No. 10 – Old Dominion Monarchs
- Position: Quarterback
- Class: Redshirt Sophomore

Personal information
- Listed height: 6 ft 2 in (1.88 m)
- Listed weight: 215 lb (98 kg)

Career information
- High school: Downingtown (Downingtown, Pennsylvania)
- College: Old Dominion (2024–present);
- Stats at ESPN

= Quinn Henicle =

American football player

Quinn Henicle is an American football quarterback for the Old Dominion Monarchs.

==Early life==
Henicle attended Downingtown High School in Downingtown, Pennsylvania, and committed to play college football for the Old Dominion Monarchs.

==College career==
In week 3 of the 2024 season, Henicle ran for a 65-yard touchdown versus Virginia Tech.
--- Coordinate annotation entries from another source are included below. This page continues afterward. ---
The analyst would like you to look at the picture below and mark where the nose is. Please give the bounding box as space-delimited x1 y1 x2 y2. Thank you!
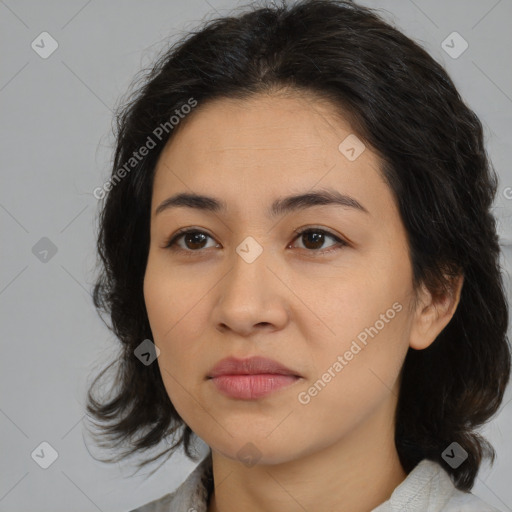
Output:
213 246 290 336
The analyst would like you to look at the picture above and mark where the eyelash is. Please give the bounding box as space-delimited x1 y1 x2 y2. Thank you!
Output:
164 227 349 256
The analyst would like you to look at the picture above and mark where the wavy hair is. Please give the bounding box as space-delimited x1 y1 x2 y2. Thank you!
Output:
87 0 511 490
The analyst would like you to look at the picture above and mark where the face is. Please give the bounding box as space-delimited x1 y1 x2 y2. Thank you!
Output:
144 91 420 463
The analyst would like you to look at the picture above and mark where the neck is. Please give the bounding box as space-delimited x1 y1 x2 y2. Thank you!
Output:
208 390 407 512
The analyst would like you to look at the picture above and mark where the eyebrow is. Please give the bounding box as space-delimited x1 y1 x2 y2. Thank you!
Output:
155 189 370 218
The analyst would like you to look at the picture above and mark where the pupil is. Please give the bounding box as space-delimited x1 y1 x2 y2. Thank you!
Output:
304 232 324 249
185 233 205 250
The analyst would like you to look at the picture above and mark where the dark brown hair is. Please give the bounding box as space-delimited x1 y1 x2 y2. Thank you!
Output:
87 0 511 490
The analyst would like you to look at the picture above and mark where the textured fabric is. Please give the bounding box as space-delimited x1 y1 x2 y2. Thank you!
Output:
130 452 500 512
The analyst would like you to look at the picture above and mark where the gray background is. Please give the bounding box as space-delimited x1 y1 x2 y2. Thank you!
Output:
0 0 512 512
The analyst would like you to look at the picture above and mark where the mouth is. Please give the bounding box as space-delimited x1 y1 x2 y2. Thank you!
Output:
207 357 302 400
210 373 301 400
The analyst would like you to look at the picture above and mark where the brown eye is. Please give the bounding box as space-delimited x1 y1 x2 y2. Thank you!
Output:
290 228 347 252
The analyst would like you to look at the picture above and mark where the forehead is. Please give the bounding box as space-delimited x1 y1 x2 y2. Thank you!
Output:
152 94 389 218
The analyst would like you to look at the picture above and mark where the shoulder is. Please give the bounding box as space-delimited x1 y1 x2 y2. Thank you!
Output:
372 459 501 512
443 489 501 512
130 453 213 512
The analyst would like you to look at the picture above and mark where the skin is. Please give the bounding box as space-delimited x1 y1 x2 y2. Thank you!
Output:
144 93 462 512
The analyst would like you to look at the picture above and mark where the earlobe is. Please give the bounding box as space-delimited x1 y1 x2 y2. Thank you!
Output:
409 275 464 350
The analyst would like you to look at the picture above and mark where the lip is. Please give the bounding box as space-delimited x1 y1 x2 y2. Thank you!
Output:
208 356 302 400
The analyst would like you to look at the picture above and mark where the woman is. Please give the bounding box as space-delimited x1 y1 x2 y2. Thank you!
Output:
88 0 510 512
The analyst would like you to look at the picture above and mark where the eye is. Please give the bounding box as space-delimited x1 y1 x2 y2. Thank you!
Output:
164 228 348 256
164 229 219 253
295 228 348 253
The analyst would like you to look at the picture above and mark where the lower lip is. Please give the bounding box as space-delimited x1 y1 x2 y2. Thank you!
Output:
211 373 300 400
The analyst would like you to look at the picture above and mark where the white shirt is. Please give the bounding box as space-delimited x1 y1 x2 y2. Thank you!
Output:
130 452 501 512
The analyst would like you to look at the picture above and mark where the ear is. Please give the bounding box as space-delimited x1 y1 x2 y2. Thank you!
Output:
409 275 464 350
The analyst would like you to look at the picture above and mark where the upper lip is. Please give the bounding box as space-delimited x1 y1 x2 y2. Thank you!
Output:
208 356 300 378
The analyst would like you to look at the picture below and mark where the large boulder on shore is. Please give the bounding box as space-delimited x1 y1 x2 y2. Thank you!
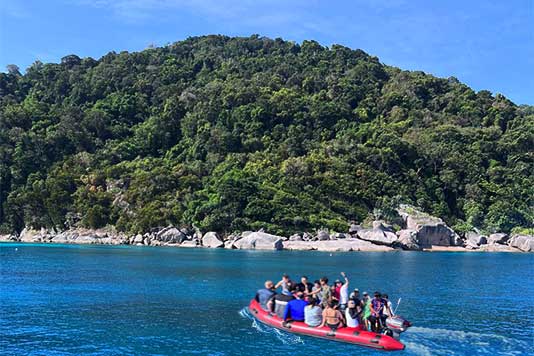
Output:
19 227 47 242
508 235 534 252
155 226 187 244
315 230 330 241
397 204 461 248
397 229 421 251
283 238 393 252
315 238 393 252
465 231 487 249
0 234 18 242
349 224 363 235
289 234 302 241
487 232 510 245
358 222 397 246
234 231 285 250
202 231 224 248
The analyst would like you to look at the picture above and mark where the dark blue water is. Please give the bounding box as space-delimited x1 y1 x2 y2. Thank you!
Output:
0 244 534 355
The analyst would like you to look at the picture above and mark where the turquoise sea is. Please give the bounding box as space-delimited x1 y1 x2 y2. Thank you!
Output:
0 244 534 356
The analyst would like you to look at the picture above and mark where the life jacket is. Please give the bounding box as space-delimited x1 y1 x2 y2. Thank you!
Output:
324 308 341 325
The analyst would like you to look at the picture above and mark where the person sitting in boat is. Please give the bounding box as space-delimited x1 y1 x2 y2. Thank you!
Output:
345 299 362 328
283 292 308 321
270 291 295 319
318 277 332 308
349 288 363 307
382 294 395 323
321 300 344 331
338 272 349 312
369 292 384 332
310 280 321 304
274 274 294 293
362 292 371 330
304 297 323 327
297 276 313 296
255 281 276 310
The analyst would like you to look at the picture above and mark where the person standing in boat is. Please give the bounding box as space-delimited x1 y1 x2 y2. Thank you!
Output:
255 281 276 310
274 273 293 294
310 280 321 305
283 292 308 321
345 299 362 328
362 292 371 330
297 276 313 296
304 297 323 327
319 277 332 308
268 291 295 319
382 294 394 324
321 300 344 331
339 272 349 312
369 292 384 332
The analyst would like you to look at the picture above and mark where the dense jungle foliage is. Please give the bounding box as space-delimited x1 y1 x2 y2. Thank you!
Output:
0 36 534 234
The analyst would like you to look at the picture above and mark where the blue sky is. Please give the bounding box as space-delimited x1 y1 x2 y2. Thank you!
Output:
0 0 534 105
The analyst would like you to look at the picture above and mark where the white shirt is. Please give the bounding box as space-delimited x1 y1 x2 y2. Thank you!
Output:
339 283 349 304
383 300 393 316
345 308 358 328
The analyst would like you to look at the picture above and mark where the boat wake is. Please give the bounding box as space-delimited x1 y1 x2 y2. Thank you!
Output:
239 308 304 345
404 327 529 356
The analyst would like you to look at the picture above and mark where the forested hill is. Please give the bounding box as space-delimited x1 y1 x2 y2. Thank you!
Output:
0 36 534 233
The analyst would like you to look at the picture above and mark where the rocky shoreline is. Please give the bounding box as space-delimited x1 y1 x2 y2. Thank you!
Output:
0 206 534 252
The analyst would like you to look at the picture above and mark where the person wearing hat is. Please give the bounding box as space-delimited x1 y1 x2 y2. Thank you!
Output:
255 281 276 310
345 299 362 328
274 273 293 294
338 272 349 312
349 288 363 307
362 292 371 330
283 292 308 321
270 290 295 318
369 292 384 332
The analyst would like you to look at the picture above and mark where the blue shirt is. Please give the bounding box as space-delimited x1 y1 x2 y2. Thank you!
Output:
284 299 308 321
256 288 275 310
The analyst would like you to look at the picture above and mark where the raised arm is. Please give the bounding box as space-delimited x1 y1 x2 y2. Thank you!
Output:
341 272 349 288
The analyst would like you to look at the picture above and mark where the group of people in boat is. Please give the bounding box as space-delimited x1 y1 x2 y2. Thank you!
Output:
255 272 394 332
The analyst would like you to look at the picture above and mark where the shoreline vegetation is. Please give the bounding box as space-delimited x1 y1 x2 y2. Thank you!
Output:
0 35 534 243
0 206 534 252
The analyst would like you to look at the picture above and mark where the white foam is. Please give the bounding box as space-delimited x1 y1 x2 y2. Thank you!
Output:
405 327 529 356
239 308 304 345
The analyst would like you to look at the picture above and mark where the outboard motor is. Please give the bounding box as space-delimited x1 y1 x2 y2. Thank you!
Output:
383 315 412 340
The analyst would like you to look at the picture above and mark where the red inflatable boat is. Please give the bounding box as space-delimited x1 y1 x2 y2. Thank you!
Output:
248 299 405 351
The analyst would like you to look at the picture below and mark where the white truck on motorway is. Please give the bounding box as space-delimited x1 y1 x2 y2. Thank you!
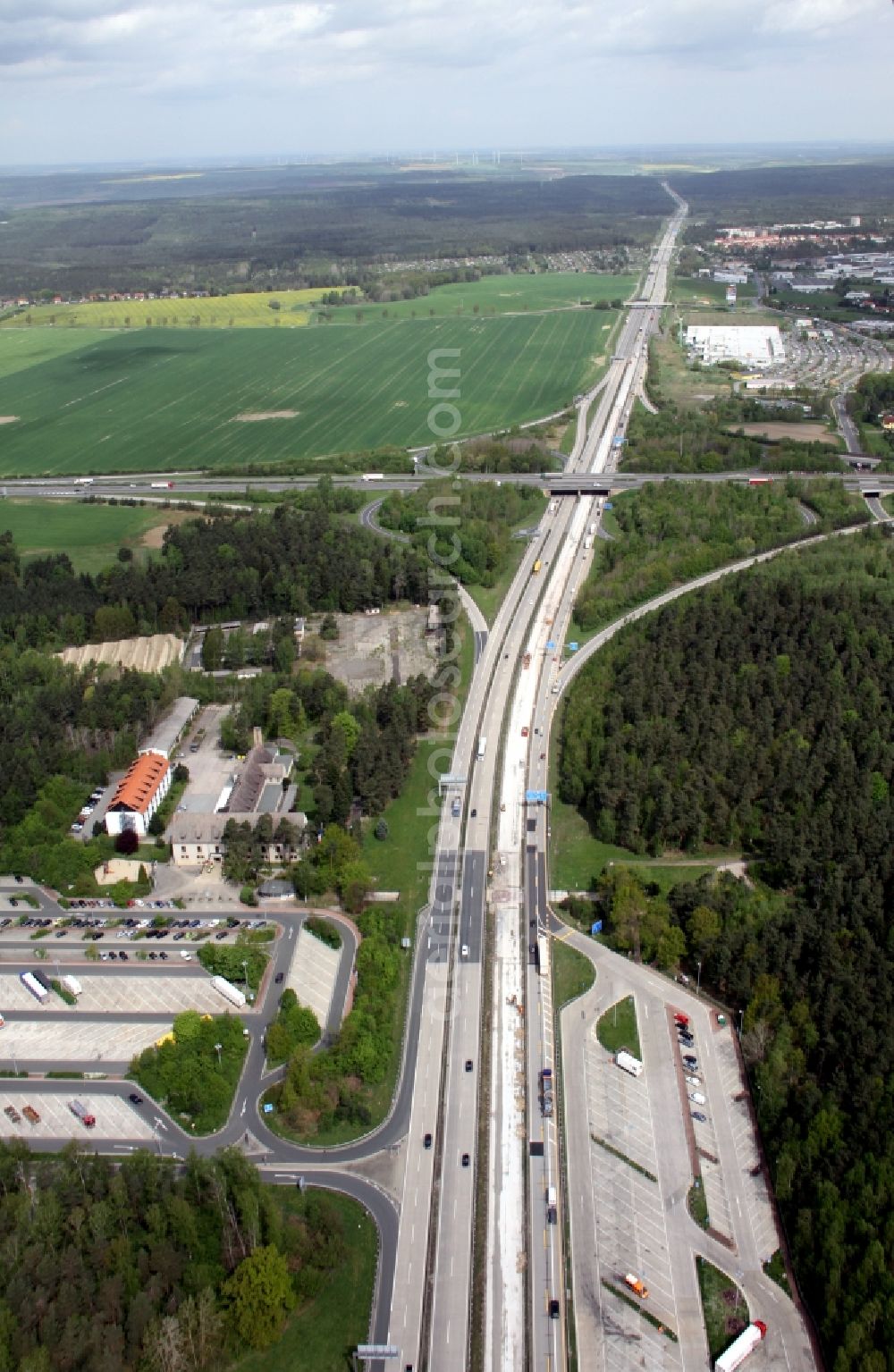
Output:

In the 2024 regular season finale, he made his first career start, completing 9 of 12 pass attempts for 143 yards and two touchdowns, while adding 206 yards and two touchdowns on the ground in a win over Arkansas State. Henicle finished the 2024 season completing 14 of 25 pass attempts for 181 yards and two touchdowns, while rushing for 278 yards and three touchdowns. In the 2025 Cure Bowl, he completed 11 of 25 pass attempts for 127 yards and rushed for 107 yards and two touchdowns in a victory over South Florida. Heading into the 2026 season, Henicle was named the Monarchs starting quarterback.